A day in the Shephelah

Today proved to be an exciting and profitable one for Larry Haverstock and me. We traveled south along highway 60 from Jerusalem, past Bethlehem, and almost to Hebron before turning back and heading west to the Elah Valley. On the way to Hebron one sees many examples of terraced farming, and vineyards in wadis.

In the Elah Valley vicinity we stopped at Socoh, the Brook Elah, and the Elah Fortress at Khirbet Qeiyafa. We also had a nice view of Azekah. This area is associated with the events of 1 Samuel 17 (David and Goliath).

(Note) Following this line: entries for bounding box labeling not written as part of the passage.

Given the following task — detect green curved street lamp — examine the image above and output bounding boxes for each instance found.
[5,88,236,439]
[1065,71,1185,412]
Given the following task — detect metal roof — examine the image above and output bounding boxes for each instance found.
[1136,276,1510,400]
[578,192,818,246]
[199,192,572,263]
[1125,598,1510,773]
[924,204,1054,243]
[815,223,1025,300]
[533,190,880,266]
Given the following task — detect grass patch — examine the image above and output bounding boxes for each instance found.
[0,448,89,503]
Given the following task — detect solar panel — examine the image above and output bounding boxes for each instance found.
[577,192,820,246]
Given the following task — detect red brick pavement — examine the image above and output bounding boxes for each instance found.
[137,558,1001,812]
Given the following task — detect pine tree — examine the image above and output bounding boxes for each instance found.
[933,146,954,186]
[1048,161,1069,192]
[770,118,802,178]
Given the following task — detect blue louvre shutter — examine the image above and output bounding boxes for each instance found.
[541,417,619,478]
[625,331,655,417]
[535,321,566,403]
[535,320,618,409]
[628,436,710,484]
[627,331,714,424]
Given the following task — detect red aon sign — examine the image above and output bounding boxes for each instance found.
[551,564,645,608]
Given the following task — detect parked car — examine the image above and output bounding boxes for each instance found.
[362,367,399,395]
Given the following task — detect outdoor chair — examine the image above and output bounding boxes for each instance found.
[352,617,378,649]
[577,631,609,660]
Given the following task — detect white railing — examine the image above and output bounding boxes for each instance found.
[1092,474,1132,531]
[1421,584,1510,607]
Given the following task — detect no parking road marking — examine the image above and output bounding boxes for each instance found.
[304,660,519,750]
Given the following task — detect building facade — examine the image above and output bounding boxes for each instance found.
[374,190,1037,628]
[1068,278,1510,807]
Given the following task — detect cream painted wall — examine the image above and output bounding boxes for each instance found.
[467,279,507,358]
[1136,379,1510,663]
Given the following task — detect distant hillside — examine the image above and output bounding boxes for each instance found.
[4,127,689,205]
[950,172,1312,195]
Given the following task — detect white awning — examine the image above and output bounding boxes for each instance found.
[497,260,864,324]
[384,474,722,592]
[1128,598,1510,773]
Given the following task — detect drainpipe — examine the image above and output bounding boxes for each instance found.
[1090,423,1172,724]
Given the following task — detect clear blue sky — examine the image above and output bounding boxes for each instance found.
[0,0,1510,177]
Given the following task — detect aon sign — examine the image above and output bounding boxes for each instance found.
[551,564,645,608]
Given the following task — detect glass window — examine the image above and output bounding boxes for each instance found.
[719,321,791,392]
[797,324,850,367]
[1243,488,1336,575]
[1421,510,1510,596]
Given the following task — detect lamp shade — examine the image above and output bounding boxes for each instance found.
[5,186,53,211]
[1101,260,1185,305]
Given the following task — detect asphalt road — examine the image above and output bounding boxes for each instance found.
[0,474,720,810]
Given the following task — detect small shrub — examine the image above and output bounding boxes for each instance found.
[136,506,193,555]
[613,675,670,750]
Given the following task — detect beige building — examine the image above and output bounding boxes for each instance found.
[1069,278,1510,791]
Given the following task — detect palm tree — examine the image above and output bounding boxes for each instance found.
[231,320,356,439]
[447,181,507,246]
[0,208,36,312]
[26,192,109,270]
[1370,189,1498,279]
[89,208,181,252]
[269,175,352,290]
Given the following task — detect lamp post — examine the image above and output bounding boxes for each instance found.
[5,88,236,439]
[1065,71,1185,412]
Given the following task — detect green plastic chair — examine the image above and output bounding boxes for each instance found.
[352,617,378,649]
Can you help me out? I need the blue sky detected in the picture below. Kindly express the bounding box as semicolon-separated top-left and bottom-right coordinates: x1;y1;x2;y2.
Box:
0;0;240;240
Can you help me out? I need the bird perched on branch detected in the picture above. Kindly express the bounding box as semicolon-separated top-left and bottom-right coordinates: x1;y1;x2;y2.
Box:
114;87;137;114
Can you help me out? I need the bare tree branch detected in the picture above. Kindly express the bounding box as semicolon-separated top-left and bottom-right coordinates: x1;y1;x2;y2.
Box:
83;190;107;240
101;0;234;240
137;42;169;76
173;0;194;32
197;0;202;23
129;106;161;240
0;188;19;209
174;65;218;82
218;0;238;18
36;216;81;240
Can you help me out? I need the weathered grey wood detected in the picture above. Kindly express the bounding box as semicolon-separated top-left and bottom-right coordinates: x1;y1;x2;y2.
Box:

The photo below shows the Iron Age, four chamber gate at the Elah Fortress. This is the northern gate which faces Azekah. This scene is reminiscent of the reference to the worthy woman in Proverbs 31.

Her husband is known in the gates when he sits among the elders of the land. (Proverba 31:23 ESV)

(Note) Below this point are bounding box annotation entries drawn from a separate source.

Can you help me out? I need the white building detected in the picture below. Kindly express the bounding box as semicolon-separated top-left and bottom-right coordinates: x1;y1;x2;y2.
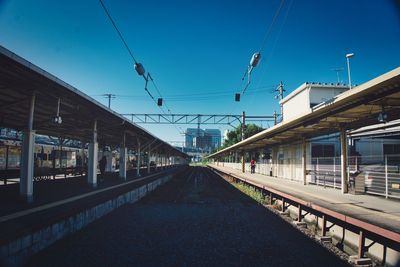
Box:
279;82;349;121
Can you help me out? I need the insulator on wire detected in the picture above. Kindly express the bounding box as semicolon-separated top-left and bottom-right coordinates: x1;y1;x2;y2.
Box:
134;63;146;76
235;93;240;102
250;52;261;68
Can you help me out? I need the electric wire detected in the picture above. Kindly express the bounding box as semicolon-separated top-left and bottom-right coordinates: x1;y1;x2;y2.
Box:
258;0;285;52
99;0;181;137
99;0;137;63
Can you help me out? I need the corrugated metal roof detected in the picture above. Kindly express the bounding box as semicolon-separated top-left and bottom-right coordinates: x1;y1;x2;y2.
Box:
209;67;400;157
0;46;188;157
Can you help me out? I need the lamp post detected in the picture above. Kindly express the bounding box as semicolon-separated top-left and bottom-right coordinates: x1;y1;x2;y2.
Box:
346;53;354;89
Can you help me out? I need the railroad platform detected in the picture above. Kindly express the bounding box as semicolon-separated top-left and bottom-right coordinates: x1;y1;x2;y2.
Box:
0;169;171;219
208;164;400;236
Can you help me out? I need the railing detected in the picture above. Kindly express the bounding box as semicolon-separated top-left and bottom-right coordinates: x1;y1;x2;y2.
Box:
309;155;400;198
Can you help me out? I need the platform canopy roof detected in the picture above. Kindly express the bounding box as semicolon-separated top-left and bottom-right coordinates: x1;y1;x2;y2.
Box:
209;67;400;158
0;46;189;158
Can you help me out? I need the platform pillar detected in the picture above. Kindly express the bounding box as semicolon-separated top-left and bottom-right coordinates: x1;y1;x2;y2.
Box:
301;138;307;185
240;151;246;173
19;131;35;203
119;133;128;180
340;127;348;194
104;151;113;172
87;120;99;187
136;139;141;177
19;94;36;203
147;145;151;173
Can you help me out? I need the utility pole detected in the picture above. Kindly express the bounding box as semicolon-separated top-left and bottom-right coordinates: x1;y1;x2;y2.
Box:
242;111;246;141
275;81;286;122
103;94;115;108
332;68;343;83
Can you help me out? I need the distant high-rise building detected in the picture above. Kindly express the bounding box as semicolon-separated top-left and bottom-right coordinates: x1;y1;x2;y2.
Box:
204;129;221;149
185;128;221;150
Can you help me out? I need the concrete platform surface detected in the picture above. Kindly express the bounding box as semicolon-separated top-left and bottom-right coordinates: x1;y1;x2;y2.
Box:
209;164;400;236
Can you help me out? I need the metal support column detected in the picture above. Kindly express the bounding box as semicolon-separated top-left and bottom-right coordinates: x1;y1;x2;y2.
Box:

Ferrell Jenkins in the Gate at Elah Fortress at Khirbet Qeiyafa

Ferrell Jenkins in the Gate at Elah Fortress at Khirbet Qeiyafa.

Next we went to the Midras Ruins to see the Roman period tomb with a rolling stone. This is the tomb that was vandalized more than 15 years ago. (At the moment the photo below is not showing when I preview it, but it is visible when I click on the link.)

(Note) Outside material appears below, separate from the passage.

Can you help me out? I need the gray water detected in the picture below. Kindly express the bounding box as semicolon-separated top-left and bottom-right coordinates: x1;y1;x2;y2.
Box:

Roman Period Tomb at Midras Ruins in the Shephelah. Photo by Ferrell Jenkins.

Roman Period Tomb at Midras Ruins in the Shephelah. Photo by Ferrell Jenkins.

The Midras Ruins (Horvat Midras) in Israel are part of the Adulam Grove Nature Reserve east of Hwy 38 between the Elah Valley and Beit Guvrin. According to the Parks department sign at the site, the ruins are part of an ancient settlement including caves, pits, and other installations. The Carta touring atlas says the area was continuously inhabited from the time of the Kings of Judah to the Roman period.

For a more complete discussion of the Midras Ruins tomb, along with links to photos before the tomb was vandalized, read here.

We made a few photos of Tel Burna. This tel is often identified with Moresheth Gath, the home of the prophet Micah. The current excavators think it may prove to be biblical Libnah. One of the significant events that took place at Libnah is recorded here:

The Rabshakeh returned, and found the king of Assyria fighting against Libnah, for he heard that the king had left Lachish. (2 Kings 19:8 ESV)

The Tel Burna Archaeological Excavation is under the direction of Itzhaq Shai and Joe Uziel. Check their web site here.

Our last stop was for a photo of nearby Tel Zayit. The archaeologists who have worked there suggest that it may be Libnah or Ziklag. Hopefully we will learn something more definitive in the years to come. Ron E. Tappy is director of the Zeitah Excavations. Check their web site here.

We visited Lachish and Gath last Friday with our group. All in all, it was a wonderful day.